Dopo essersi incamminata alla volta del regno di Oz, Dorothy incontra i suoi futuri compagni di viaggio, lo Spaventapasseri, l’Uomo di latta e il Leone codardo i quali decidono di aggregarsi alla ragazza, ognuno con un desiderio da esprimere: lo Spaventapasseri vorrebbe un po’ di cervello, l’Uomo di latta un cuore e il Leone codardo il coraggio.

Aiutandosi a vicenda, condividendo esperienze che mai avrebbero immaginato, arrivano dal Mago di Oz che in realtà si rivela essere un gran ciarlatano dotato però di una grande dose di fantasia.

Ventriloquo, immigrato dal Kansas, giunto rocambolescamente nel suo futuro regno con una mongolfiera, riesce a farsi amare e rispettare dalla popolazione di quell’insolito mondo, che aveva evidentemente bisogno di essere governata da un leader carismatico. Oz rivela ai quattro protagonisti la sua identità, ma nonostante questo essi vogliono che lui li aiuti a realizzare i loro desideri.

Oz mette in luce come essi in realtà già possiedono ciò che cercano, altrimenti non sarebbero riusciti a giungere fino a lì, superando ogni sorta di avversità: lo Spaventapasseri, durante il viaggio, ha accumulato una gran quantità di esperienza che – spiega Oz – rende saggi e prudenti; l’Uomo di latta dimostra di avere sensibilità e generosità rare e il Leone codardo incute più terrore e rispetto di quanto non creda, il guaio è che gli manca la fiducia in se stesso.

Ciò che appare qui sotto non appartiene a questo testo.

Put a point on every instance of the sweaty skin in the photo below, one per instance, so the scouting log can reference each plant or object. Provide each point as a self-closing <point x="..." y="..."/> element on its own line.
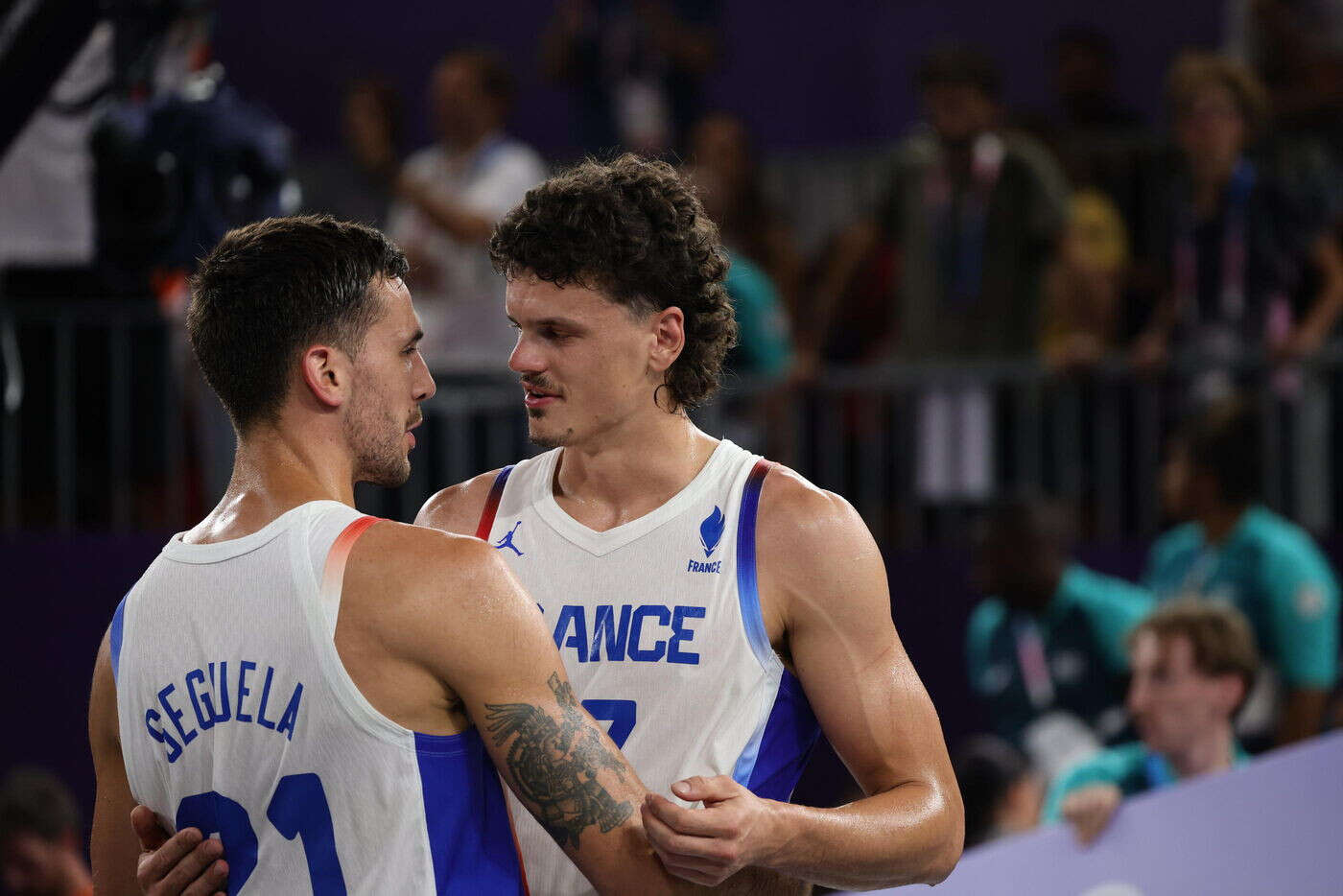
<point x="826" y="607"/>
<point x="433" y="629"/>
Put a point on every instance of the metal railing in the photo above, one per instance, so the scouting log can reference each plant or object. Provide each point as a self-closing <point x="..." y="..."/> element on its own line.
<point x="117" y="433"/>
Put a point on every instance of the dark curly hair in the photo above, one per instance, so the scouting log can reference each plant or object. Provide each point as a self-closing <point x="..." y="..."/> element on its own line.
<point x="634" y="230"/>
<point x="272" y="288"/>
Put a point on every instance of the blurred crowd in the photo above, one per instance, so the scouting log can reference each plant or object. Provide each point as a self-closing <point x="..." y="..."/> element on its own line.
<point x="1098" y="688"/>
<point x="1077" y="237"/>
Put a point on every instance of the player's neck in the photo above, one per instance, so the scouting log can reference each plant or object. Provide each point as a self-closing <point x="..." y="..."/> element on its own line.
<point x="1212" y="752"/>
<point x="631" y="469"/>
<point x="1218" y="523"/>
<point x="74" y="875"/>
<point x="274" y="472"/>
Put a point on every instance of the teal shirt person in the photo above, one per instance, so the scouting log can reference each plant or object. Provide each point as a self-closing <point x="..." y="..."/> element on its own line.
<point x="1071" y="657"/>
<point x="1131" y="767"/>
<point x="765" y="342"/>
<point x="1269" y="570"/>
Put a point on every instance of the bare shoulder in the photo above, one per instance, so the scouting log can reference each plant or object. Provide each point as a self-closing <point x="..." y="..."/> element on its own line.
<point x="400" y="560"/>
<point x="799" y="515"/>
<point x="459" y="507"/>
<point x="815" y="554"/>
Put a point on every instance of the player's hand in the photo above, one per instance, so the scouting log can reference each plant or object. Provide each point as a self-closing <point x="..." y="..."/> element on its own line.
<point x="184" y="864"/>
<point x="1090" y="811"/>
<point x="708" y="845"/>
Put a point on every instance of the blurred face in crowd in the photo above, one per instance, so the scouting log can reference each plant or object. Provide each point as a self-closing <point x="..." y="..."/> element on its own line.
<point x="1095" y="241"/>
<point x="1172" y="703"/>
<point x="587" y="365"/>
<point x="1211" y="130"/>
<point x="463" y="111"/>
<point x="1020" y="567"/>
<point x="957" y="113"/>
<point x="34" y="865"/>
<point x="389" y="380"/>
<point x="721" y="163"/>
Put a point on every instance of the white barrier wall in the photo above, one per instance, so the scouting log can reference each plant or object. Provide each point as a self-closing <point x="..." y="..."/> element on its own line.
<point x="1273" y="828"/>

Ma i tre continuano inutilmente a cercare delle soluzioni esterne alle loro insicurezze e il Mago li accontenta: riempie la testa dello Spaventapasseri di segatura e spilli (una mente acuminata); dona all’Uomo di latta un cuoricino d’argento (“un cuore nobilissimo”) che posiziona all’interno del petto; e fa bere una “magica” pozione verdognola al Leone, perché “il coraggio, uno ce l’ha di dentro, e quindi, fin tanto che non l’avrai bevuto, non si potrà chiamarlo così”. Rimasto solo il mago si sfoga tra sé e sé: “Ma come faccio a non comportarmi da ciarlatano quando tutta questa gente mi costringe a far cose che tutti sanno benissimo che non si possono fare?”. Dorothy, poi, possiede sin dall’inizio lo strumento per tornare a casa: le scarpette d’argento ricevute in dono dalla Strega del Nord, ma senza che ci sia la consapevolezza della loro funzione esse non valgono nulla. E solo alla fine del viaggio, un rito di passaggio da un mondo abitato da adulti un po’ distratti e lontani a un mondo in cui è lei la protagonista, Dorothy sarà cresciuta abbastanza per essere in grado di indossarle con consapevolezza e di ordinare, battendo tre volte i tacchi: “Portatemi a casa dalla zia Emma!”.